第60話 まっさらな普通

 日曜日。天堂さんがセッティングしてくれた、妹と会う日がやってきた。

 残念ながら晴天、とはいかず。光を遮る雲が空を覆っている。

 ありがたいことに今日は天堂さんが送迎車を出してくれるので、仮に雨が降っても大きな問題にはならないだろう。


「……………………」


 そんな天堂さんだが、送迎車の中では珍しく黙りこくっていた。

 いや、様子がおかしいのは少し前からか。数日ほど前に誰かと会ったらしいのだけれども、その後はどこか気落した様子だ。

 何かあったのかとたずねても、考え事をしているだけと返すばかり。


 ……今から生き別れになっていた妹と会うというのに、俺の心の中は天堂さんのことで大半が占められているという状況。自分のことよりも、天堂さんの方が気がかりだ。記憶を失う前の俺が、そうさせるのだろうか。


「…………影人」


 指定場所のお店に近づいてきた頃。

 窓の外に広がる景色を眺めていた天堂さんが自分から口を開いた。

 だけど、その澄み渡る空色の瞳を向けてはくれない。窓ガラスに映る彼女の瞳は、同じくガラスに映る雨雲と重なってくすんでいる。


「あなたは、あなたが思う幸せを選びなさい」


「天堂さん?」


「あなたは、あなたを必要としている場所に行きなさい。他のことを気にする必要はないわ。私のことも、天堂家のことも、考えなくていいから」


 まるで自分に言い聞かせているようでもあった。

 俺に向けてのものではなく。
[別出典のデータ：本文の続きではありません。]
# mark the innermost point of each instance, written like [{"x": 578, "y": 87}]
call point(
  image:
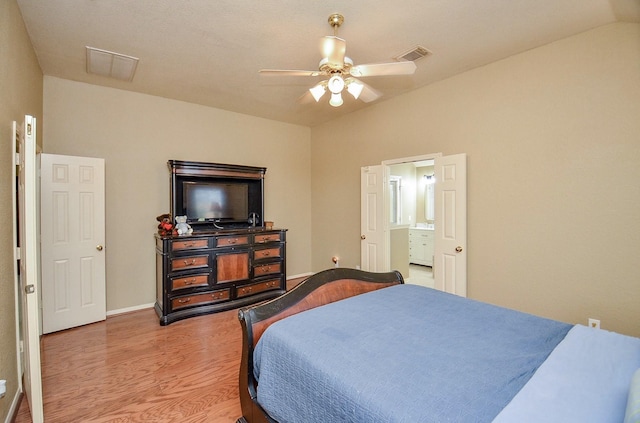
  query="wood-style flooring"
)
[{"x": 130, "y": 369}]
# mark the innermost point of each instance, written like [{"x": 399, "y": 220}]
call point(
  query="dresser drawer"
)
[
  {"x": 243, "y": 291},
  {"x": 265, "y": 253},
  {"x": 264, "y": 238},
  {"x": 200, "y": 299},
  {"x": 192, "y": 281},
  {"x": 266, "y": 269},
  {"x": 190, "y": 262},
  {"x": 189, "y": 244},
  {"x": 232, "y": 241}
]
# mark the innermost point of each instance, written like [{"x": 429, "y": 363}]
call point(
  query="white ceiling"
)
[{"x": 209, "y": 52}]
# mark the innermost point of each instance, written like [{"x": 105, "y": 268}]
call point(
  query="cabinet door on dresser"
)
[
  {"x": 421, "y": 246},
  {"x": 232, "y": 258}
]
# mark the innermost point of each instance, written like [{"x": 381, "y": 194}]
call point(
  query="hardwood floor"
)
[{"x": 130, "y": 369}]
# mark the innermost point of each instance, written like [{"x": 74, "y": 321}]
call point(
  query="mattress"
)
[{"x": 400, "y": 354}]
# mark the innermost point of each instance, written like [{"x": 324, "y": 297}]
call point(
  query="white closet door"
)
[
  {"x": 73, "y": 239},
  {"x": 450, "y": 261}
]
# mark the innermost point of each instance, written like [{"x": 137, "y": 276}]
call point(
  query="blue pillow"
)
[{"x": 633, "y": 403}]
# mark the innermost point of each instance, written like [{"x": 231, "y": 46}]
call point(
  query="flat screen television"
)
[
  {"x": 217, "y": 196},
  {"x": 207, "y": 202}
]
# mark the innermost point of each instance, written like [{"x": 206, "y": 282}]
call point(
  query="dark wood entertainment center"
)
[{"x": 222, "y": 265}]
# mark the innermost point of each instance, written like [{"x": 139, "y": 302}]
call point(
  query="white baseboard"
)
[
  {"x": 301, "y": 275},
  {"x": 129, "y": 309}
]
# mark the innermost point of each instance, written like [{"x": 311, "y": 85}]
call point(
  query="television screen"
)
[{"x": 215, "y": 201}]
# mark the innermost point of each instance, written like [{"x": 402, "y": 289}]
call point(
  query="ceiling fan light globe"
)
[
  {"x": 317, "y": 92},
  {"x": 336, "y": 84},
  {"x": 336, "y": 100}
]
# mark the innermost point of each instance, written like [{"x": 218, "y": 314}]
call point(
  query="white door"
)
[
  {"x": 450, "y": 259},
  {"x": 28, "y": 287},
  {"x": 73, "y": 236},
  {"x": 374, "y": 237}
]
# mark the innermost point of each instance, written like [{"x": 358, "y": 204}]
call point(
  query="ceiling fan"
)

自分を押さえつけ、縛り付けるための。

 言葉の意味を問う前に、車が停車した。


「あの、天堂さん……」


「さ。早く行ってあげなさい。あなたの家族が待ってるわ」


「…………は、い」


 問いかけは背中を押しだす言葉で遮られ、送迎車を降りる。

 俺と妹を二人きりにしてくれるためなのだろう。天堂さんは車内で座したまま。

 距離にして数メートルにも満たない。だけど、どうしてだろう。

 俺と天堂さんの世界が、今、隔てられたような――――。


「じゃあ、いってきます」


「……ええ。いってらっしゃい、影人」


 どうして無理に笑ってるんですか。

 疑問を口に出すのを、ぐっとこらえた。疑問を投げかけたところで、もっと無理に笑うだけだろうから。そのまま振り返らずに、集合場所の店に向かう。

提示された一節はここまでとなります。